1987

Era 1987, ou talvez fosse apenas o tempo desatento de um relógio de parede. Eu, que sou das ciências humanas e me perco no excesso das palavras, tentei ser uma física iniciante. Uma noviça dos átomos. Porque é preciso acreditar em algo invisível: o milagre das mínimas partículas que inventam a cama, a casa, o corpo que nos serve de habitação.

Nossos átomos se misturaram em uma confusão de sinapses. A galáxia dele, vasta e estrangeira, colidiu com a minha, deixando um rastro de poeira cósmica. Mas o infinito dele acabou. E quando acabou, foi um rasgo: como se alguém arrancasse, com violência, a obra de arte que estava colada aos meus ossos.

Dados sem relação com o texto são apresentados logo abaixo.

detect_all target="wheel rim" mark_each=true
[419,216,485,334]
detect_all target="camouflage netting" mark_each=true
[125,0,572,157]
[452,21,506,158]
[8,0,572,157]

Ele carregava na lateral do corpo um triângulo. Ou era o que os outros viam. Mas na mudez da noite, enquanto meus dedos traçavam aquele contorno na pele, ele confessou: era um delta. Ele, da engenharia, sabia que os símbolos não ficam apenas no papel; eles caem para dentro da gente. O símbolo da mudança estava pregado às suas costelas. Discreto. Um lembrete de que nada é. Tudo está sendo.

“Por que não um círculo?”, eu perguntei, buscando a redondeza do que é inteiro. No escuro, senti o peso do seu olhar. Ele afastou meu cabelo, um gesto de quem organiza o caos, e disse: “Por que o círculo é a única forma que tem permissão para ser inteira?”

Na manhã seguinte, o café tinha o gosto amargo da revelação. Eu disse que qualquer forma poderia ser inteira. Mas ali, entre o vestir da roupa e o barulho do mundo lá fora, eu soube: eu o amava. E no mesmo instante, tive o pressentimento pavoroso de que ele decidia que havíamos terminado. Eu queria a ordem, a razão, o destino. Ele tinha o delta — a incerteza, a diferença, a mutação — tatuado como um emblema de aceitação em um mundo sem saída.

Dizem que o pino quadrado não cabe no buraco redondo. Mentira. Ele cai. Atravessa o vazio e atinge o fundo do poço com um som seco. Ele era o delta, o desvio constante. Aqueles anos de faculdade não foram tempo, foram queda.

Se me pedissem para desenhar o que fomos, eu traçaria apenas três linhas. Um triângulo isósceles que me deformou mais do que eu poderia supor. O peso da agulha na pele, a pressão dos olhos dele nos meus.

Onde, pergunto às estrelas de 1987, estava o “inteiro” entre nós dois?

Talvez a plenitude fosse exatamente o rastro do que se quebrou.